Как шутковали в доперестроечный период: «Черненько». Был такой генсек. Откроешь новости — светлый образ Константин Устиныча так и встаёт. Здесь теракт, там авария, тут скандал… Не напиши я некогда терапевтическую поэму: «Ах масс-медиа, всемирный пылесос…» — хучь бы с моста в быстру реченьку…
А если к этому добавить детали устройства концлагерей Холокоста и Гулага, мартиролог войн… Возникает вполне очевидный, заслуженный вопрос: чего ради я, преподаватель, напрягаюсь-выпендриваюсь, влезаю в тонкости чувств и мышления моих учеников, философией людских отношений китайских и индийских мальчиков потчую? Была ли разница у колымской «лагерной пыли», для гостей душегубок Треблинки и Собибора — какие изысканные жизненные мелодии некогда развлекали их сердца, предпочитали они Баха или испанскую партию? Чего стоит одно на фоне другого?

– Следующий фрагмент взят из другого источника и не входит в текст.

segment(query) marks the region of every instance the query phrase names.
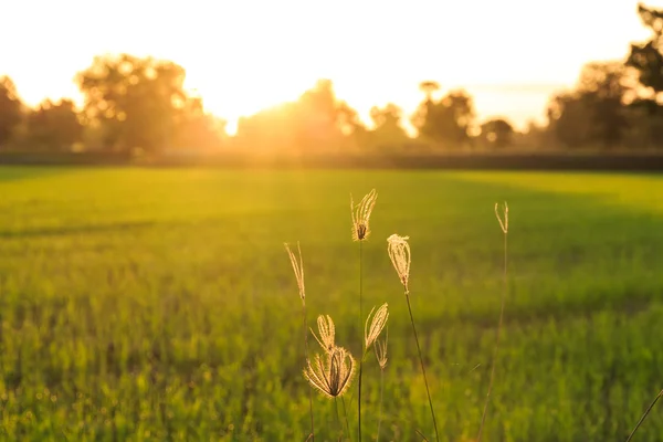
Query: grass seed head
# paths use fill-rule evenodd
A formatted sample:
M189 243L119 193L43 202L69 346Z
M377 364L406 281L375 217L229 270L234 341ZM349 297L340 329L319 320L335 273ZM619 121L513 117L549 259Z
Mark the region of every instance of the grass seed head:
M375 309L371 308L368 317L366 318L366 325L364 326L364 343L366 345L366 349L368 350L370 346L378 339L380 333L382 333L382 328L387 325L387 319L389 318L389 306L387 303L382 304L380 308L372 316L371 314ZM368 322L370 320L370 327Z
M328 398L337 398L348 389L355 375L355 358L343 347L334 347L323 357L315 355L304 369L304 377L313 388Z
M352 215L352 241L364 241L370 234L368 224L378 193L376 189L368 192L357 206L350 194L350 214Z
M387 341L389 339L389 327L385 330L385 339L377 339L373 349L376 350L376 358L380 365L380 369L387 368Z
M502 228L502 231L504 232L504 234L508 233L508 206L506 204L506 201L504 201L504 206L502 208L502 212L504 214L504 219L503 217L499 217L499 203L495 203L495 217L497 217L497 221L499 221L499 227Z
M304 287L304 263L302 262L302 249L299 248L299 241L297 241L297 252L299 254L299 260L296 259L295 254L291 251L290 245L284 243L285 251L291 259L291 264L293 264L293 271L295 272L295 278L297 280L297 287L299 288L299 297L302 298L302 304L306 304L306 290Z
M332 317L329 315L318 316L318 332L320 334L319 338L316 336L313 329L311 330L315 340L317 340L320 347L323 347L323 350L325 350L326 352L334 350L334 338L336 336L336 327L334 326L334 320L332 320Z
M410 236L400 236L396 233L387 239L389 257L391 259L393 269L396 269L396 273L398 273L398 277L401 280L403 287L406 287L406 291L409 290L408 282L410 280L409 239Z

Только сегодня моему внутреннему взору отчётливо раскрылось: эти две мелодии, эти музыки жизни и смерти — они вообще к одному не сводимы. Да, переплетаются в симфонии бытия. Да, входят они одна в пространство другой — барабанной дробью или чуть уловимой на фоне струнных и ударных флейтой. Да, «помни о дне смерти», да, «пусть будут твои одежды чисты», да, «умирающим — родиться, рождённым — умереть»…
Но — эти две мелодии дальше друг от друга, чем жизни на Луне и на Земле. И когда наши мудрецы говорят: «Должно тебе суметь освятить имя Всевышнего и смертью, и жизнью» — они не красиво разглагольствуют, а дают простые и чисто практические рекомендации. Но попробуем заглянуть в щёлочку с другой стороны.

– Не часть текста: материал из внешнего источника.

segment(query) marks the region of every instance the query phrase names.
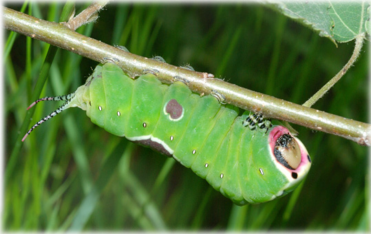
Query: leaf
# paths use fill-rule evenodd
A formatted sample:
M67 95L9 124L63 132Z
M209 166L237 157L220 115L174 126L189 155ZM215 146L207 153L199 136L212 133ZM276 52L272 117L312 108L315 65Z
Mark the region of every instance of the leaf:
M337 41L343 43L354 39L357 34L365 32L370 24L370 3L365 1L270 3L284 15L308 26L335 45Z
M332 35L337 41L348 42L365 32L365 23L370 20L368 3L363 1L330 2L328 14L333 21Z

Говорят учителя Мусара, возвышенного духовного учения, название которого условно переводят как «еврейская этика» — что всё сотворённое существует и в нижних, и в высших мирах. Точнее — хотя понять и ощутить это совсем нелегко — что Всевышний создаёт единые творения, которые по-разному в разных мирах проявляются: в соответствии с уровнем, законами и возвышенностью каждого мира. В частности, человек — единое существо, «пронизывающее миры» — в мире материальном выражает себе через тело, а в духовных мирах — соответствующими им уровнями души.
И ещё напоминают учителя наши, что каждое мгновение — вечно. Даже не нужно восклицать словами Фауста: «Остановись, мгновенье, ты прекрасно!» — оно и так навечно остановлено в неизменно текущей реке жизни. Или, иначе выражаясь, «вечными чернилами его записали в Книге жизни и/или Книге смерти». Конечно, мгновение возвышенного полёта мысли иначе войдёт в эти Книги, чем мгновение пьяного храпа. Конечно, многие наши бессмысленные деяния проникнут в Книги в лучшем случае на уровне коровьего «муу»…

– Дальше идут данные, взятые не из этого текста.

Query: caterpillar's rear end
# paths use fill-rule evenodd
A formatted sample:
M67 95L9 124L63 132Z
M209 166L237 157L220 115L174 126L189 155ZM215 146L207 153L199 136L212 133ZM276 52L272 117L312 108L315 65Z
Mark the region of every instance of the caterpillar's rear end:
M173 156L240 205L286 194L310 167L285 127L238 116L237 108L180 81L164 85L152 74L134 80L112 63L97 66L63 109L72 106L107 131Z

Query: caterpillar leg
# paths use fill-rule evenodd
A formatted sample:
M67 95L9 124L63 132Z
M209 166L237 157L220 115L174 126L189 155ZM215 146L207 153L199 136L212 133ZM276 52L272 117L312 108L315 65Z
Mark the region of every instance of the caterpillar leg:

Отсюда, между прочим, вытекает известное правило, что свой вечный мир, свою личную и персональную бесконечность мы строим здесь и сейчас — теми делами, мыслями и мигами, что осмысленной своей вершиной дотягивают до вечного. В первую очередь — постижением Торы, заповедями и поступками милосердия.
Трагическому дню Девятого Ава мудрецы посвятили особый текст, особую «агаду». Там, среди прочего, повествуется о злодеях, обитающих в аду, — например, развратном пророке Биламе и разрушителе Храма злодее Тите. Этим весьма незаурядным гражданам удалось так крепко вписать свои деяния в Книгу смерти — что их мелодия стала надвременной. Не буду, кстати, удивлён, если ныне коротают с ними рядышком долгую смерть всевозможные усатые изверги и их наставники и подручные. А когда новоявленный теоретик террора разглагольствует о том, как его боевики любят смерть — этот милашка даже не представляет, насколько он прав! Только с гуриями придётся маленько повременить.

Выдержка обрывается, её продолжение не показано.